Twee maanden geleden ben ik bij een inspirerende lezing van Joseph Kessels geweest, waarbij onderstaande zin me aan het denken heeft gezet:
“Het ergste wat een gemotiveerde docent kan overkomen is een collega die in zijn hoofd al met pensioen is, maar nog wel elke dag aanwezig is”.
In deze blog formuleer ik een antwoord (er zullen er vast meer zijn) op de vraag hoe je kunt voorkomen dat gemotiveerde docenten na een aantal jaar onderwijs al aan hun pensioen gaan denken, met als mogelijk gevolg dat ze niet meer vooruit te branden zijn. Mijn antwoord hierop formuleer ik op basis van een lezing die ik twee jaar geleden volgde van Wouter Hart (Hart, 2012). Hij ging destijds in op de invloed van de systeemwereld op de essentie van het onderwijs.
Essentie van het onderwijs
Volgens Wouter Hart gaat het in het onderwijs in essentie om de interactie tussen docent en student. Belangrijk daarbij is om je steeds weer te realiseren dat je in die interactie te maken hebt met unieke personen. Iedere docent en student is uniek qua persoonlijkheid, talenten, dromen en mogelijkheden. Daardoor kent de interactie met studenten een grote variatie en volgens Wouter Hart is die variatie de grondslag van kwaliteit in het onderwijs (zie Figuur 1). Om aan die variatie te kunnen voldoen (en dus aan kwaliteit) heb je als docent autonomie nodig om flexibiel om te gaan met iedere unieke student. Dat vergt dat je betrokken bent bij het leerproces van iedere student en eigenaarschap ervaart om dat vorm te geven.
Figuur 1. Essentie van het onderwijs
Weg van de essentie…
Enthousiaste docenten die ik spreek doen niets liever dan de interactie aangaan met studenten. Het is voor jou misschien ook wel de belangrijkste reden waarom je gekozen hebt voor het onderwijs. Echter, in sommige gevallen word ook jij (in meer of mindere mate) afgeleid van de essentie van het onderwijs. De oorzaak daarvan ligt volgens Wouter Hart in de systeemwereld (zie Figuur 2). Een manier van denken die is komen overwaaien vanuit bedrijven waarin NIET variatie de grondslag is van kwaliteit, maar standaardisatie. Denk bijvoorbeeld aan bedrijven als Coca-Cola of McDonalds. De systeemwereld bestaat uit allerlei vormen van beleid, procesbeschrijving en instructies, die gepaard gaan met tijd, geld en kwaliteit om ervoor te zorgen dat jouw hamburger in Rotterdam precies hetzelfde is als de hamburger in New York.
Figuur 2. De systeemwereld en de essentie van het onderwijs.

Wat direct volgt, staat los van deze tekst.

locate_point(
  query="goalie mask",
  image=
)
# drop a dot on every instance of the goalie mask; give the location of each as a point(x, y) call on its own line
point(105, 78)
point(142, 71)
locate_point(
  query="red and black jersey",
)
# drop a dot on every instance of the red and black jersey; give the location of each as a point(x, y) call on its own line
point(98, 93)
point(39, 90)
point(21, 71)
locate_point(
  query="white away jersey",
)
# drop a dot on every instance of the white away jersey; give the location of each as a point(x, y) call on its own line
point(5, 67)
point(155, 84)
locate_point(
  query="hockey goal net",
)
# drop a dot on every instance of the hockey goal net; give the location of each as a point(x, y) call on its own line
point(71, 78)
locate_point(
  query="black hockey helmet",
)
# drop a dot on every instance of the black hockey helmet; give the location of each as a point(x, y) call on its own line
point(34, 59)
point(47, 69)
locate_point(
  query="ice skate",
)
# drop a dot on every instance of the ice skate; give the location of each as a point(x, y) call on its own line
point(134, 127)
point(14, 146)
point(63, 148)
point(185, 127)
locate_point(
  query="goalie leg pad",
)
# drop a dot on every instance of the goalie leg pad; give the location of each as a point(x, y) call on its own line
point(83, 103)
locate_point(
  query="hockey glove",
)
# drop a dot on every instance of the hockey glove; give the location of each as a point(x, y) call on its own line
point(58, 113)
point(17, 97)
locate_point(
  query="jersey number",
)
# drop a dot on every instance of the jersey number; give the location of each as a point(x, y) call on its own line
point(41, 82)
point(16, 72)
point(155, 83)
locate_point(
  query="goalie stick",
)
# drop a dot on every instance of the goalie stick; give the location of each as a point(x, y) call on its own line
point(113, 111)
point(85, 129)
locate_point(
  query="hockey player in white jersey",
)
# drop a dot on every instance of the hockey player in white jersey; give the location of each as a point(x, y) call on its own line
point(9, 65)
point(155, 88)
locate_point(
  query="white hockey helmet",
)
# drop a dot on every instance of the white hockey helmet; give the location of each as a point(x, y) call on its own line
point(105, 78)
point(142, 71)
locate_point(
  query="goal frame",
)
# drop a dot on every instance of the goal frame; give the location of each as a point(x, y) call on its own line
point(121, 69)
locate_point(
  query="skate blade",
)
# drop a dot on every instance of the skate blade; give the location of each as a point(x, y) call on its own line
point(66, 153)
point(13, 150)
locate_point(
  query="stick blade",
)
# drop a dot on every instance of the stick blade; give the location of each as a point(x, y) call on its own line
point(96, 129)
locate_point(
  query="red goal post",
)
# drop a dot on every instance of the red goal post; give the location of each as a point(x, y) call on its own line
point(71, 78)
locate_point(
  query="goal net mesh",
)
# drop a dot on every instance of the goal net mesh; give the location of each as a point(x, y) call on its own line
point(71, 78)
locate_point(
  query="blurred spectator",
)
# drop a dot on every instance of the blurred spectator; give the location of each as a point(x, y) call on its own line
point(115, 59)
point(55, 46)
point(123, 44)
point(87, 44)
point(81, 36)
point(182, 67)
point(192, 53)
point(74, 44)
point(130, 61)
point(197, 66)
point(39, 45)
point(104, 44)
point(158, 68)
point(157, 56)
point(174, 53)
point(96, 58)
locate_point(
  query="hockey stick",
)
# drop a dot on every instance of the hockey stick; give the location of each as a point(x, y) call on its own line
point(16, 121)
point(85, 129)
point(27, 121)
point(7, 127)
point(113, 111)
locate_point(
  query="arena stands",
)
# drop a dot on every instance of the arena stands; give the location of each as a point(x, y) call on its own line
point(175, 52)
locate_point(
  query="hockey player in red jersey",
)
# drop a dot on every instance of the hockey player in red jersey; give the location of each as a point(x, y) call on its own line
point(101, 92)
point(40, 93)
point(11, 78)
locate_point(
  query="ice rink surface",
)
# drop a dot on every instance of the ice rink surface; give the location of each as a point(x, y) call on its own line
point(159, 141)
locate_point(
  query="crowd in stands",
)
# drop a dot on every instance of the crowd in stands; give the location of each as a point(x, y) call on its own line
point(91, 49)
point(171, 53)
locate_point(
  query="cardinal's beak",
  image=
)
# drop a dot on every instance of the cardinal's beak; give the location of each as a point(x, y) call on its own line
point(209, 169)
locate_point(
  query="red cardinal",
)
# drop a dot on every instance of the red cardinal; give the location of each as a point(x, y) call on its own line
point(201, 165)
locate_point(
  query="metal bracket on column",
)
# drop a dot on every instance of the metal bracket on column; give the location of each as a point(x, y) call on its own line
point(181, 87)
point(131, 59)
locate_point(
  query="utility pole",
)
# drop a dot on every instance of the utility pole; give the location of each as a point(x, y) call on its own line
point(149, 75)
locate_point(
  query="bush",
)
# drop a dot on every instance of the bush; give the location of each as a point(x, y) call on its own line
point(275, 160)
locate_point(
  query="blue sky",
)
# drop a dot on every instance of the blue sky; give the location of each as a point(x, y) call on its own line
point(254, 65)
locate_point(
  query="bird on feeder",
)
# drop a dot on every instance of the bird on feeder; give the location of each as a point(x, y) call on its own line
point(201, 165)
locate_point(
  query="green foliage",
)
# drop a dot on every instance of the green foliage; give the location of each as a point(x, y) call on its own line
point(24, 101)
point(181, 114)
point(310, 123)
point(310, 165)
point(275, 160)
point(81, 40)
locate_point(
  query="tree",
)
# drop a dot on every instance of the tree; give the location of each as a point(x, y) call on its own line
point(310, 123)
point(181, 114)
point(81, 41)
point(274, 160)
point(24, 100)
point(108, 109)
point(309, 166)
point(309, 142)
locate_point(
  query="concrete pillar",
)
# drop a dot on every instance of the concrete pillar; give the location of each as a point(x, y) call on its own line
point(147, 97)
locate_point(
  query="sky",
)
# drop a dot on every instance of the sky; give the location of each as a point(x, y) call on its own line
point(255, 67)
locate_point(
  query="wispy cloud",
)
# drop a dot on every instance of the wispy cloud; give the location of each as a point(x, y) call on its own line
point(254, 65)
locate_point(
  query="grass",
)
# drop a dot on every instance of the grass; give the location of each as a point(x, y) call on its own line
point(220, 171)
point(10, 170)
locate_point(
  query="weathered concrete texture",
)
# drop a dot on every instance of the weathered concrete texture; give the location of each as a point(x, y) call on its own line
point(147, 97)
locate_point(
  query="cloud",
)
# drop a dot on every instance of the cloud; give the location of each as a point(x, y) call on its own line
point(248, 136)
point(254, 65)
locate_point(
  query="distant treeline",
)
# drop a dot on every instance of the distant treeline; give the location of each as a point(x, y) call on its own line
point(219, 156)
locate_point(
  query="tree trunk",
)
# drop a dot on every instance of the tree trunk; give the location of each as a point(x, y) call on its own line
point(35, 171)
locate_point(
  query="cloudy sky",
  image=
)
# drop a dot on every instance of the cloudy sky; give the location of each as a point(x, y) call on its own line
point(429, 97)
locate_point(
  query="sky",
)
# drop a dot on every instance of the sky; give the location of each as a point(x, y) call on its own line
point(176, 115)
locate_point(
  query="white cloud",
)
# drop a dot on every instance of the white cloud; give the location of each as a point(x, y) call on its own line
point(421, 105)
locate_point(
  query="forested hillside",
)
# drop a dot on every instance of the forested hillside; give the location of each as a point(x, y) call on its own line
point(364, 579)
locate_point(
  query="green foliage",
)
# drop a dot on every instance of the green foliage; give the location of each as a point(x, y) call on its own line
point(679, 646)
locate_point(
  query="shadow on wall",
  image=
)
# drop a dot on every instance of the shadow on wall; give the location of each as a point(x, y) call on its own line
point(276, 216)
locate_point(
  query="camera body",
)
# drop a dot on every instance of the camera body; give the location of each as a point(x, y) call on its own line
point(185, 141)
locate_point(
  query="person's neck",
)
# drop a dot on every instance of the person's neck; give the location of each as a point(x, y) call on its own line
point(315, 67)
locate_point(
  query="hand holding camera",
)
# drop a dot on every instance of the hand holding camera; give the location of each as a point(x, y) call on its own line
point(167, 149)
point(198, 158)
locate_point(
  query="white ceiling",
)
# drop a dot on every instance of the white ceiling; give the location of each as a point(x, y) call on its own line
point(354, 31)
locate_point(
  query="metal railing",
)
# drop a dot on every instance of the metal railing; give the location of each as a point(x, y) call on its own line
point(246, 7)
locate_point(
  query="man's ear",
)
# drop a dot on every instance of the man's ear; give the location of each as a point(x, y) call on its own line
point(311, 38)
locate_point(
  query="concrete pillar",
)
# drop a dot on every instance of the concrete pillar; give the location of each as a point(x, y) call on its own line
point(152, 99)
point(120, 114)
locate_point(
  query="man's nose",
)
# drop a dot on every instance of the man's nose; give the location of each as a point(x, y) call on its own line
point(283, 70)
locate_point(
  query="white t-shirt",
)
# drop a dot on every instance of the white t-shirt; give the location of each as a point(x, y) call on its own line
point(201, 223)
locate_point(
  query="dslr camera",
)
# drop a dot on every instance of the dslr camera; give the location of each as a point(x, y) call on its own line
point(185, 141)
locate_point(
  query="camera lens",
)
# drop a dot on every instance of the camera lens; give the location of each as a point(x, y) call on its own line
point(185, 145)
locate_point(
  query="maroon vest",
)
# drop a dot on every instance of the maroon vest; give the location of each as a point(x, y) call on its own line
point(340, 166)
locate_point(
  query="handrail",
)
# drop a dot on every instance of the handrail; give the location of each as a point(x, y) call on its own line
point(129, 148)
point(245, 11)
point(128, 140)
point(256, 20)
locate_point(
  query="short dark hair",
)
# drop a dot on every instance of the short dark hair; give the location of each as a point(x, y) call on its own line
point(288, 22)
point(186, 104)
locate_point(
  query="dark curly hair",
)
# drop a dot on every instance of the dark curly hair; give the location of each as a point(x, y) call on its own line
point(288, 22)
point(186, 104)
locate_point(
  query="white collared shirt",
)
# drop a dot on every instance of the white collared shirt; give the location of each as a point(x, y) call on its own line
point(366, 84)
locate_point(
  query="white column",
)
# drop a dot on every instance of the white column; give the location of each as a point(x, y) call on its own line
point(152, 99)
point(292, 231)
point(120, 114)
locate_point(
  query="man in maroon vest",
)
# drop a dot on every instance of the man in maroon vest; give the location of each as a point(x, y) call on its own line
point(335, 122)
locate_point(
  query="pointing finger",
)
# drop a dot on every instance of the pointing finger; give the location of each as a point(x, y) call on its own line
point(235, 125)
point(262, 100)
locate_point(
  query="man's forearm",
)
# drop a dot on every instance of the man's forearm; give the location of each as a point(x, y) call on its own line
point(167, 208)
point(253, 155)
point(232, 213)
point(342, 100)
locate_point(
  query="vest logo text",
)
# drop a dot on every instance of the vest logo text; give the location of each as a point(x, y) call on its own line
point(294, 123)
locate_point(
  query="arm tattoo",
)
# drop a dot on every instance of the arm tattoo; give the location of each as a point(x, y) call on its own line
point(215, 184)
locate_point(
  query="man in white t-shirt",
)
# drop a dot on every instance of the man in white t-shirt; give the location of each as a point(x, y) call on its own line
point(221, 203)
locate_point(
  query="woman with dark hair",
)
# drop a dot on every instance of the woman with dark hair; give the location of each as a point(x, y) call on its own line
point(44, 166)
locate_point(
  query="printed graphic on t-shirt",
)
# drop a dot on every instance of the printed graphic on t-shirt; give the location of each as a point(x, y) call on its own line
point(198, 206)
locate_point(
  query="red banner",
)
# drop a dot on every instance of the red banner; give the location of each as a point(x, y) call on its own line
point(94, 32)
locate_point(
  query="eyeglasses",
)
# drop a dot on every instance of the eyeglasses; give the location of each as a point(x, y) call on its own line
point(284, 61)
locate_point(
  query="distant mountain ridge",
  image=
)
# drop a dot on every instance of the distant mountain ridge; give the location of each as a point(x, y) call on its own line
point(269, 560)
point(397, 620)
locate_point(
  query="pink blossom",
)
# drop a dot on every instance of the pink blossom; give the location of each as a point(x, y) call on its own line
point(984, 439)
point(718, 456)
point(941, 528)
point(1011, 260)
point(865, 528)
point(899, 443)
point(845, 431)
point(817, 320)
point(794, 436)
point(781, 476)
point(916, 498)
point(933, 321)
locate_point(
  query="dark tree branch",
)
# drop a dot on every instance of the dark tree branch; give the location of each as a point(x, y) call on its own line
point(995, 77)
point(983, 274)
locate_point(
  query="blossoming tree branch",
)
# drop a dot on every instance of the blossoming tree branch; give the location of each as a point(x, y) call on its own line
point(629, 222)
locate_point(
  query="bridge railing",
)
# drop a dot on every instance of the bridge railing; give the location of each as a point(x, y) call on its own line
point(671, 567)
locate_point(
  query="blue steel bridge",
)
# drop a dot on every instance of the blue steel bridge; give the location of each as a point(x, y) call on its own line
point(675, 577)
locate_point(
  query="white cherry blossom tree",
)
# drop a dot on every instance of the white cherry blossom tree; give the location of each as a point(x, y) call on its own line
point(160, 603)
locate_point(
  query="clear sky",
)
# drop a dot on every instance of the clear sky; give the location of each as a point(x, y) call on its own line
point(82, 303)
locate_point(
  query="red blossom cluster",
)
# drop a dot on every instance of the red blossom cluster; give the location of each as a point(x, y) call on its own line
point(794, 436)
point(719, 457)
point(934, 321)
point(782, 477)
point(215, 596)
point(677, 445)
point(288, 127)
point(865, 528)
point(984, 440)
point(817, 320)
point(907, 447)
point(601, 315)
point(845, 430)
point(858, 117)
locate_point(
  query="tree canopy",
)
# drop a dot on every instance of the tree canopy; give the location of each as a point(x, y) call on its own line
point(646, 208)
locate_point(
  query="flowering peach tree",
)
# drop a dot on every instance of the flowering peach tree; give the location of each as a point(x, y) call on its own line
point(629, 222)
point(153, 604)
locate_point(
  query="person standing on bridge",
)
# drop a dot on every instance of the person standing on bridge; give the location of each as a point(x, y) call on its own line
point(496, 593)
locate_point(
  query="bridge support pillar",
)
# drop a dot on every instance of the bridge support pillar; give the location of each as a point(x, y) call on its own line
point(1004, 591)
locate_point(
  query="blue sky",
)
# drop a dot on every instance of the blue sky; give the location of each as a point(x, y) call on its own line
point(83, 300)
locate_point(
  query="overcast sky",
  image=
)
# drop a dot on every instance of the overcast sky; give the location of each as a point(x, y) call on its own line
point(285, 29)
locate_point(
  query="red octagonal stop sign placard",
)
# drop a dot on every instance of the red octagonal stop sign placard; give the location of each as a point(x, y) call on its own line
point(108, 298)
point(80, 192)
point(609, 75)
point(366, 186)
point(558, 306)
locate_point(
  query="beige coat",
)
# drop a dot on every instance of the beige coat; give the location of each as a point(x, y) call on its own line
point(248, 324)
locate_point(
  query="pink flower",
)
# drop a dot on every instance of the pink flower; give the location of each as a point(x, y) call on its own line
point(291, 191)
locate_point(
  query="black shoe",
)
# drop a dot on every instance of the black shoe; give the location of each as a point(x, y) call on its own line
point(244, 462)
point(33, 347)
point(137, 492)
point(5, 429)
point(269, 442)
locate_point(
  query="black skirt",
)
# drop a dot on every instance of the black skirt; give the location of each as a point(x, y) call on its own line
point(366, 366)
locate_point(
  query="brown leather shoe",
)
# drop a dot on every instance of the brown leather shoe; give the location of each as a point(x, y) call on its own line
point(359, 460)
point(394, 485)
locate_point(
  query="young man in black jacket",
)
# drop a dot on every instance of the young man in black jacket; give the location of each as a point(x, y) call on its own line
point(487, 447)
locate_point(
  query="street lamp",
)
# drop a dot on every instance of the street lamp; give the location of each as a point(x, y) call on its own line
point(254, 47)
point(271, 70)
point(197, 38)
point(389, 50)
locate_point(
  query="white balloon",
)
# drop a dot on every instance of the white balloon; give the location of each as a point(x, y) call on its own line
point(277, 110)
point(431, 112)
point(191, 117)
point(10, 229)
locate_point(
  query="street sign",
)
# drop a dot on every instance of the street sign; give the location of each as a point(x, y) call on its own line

Een interessant fenomeen is dat sommige onderwijsinstellingen de systeemwereld te veel zijn in gaan zetten als doel (in plaats van middel) om de kwaliteit van het onderwijs te verbeteren. Denk bijvoorbeeld aan rendementsdenken en opbrengstgericht werken. Wellicht merk je dat als docent aan zaken als:
- Prestatie afspraken;
- Aanwezigheidsregistratie;
- Administratie(regels);
- Centrale sturing;
- Kwaliteitscontroles; of
- Interne en/of externe verantwoording.
Als docent word je wellicht meer en meer verleid om jouw interesse te verleggen van de essentie van het onderwijs naar de systeemwereld, waardoor je steeds meer met je rug naar de student komt te staan (zie figuur 3).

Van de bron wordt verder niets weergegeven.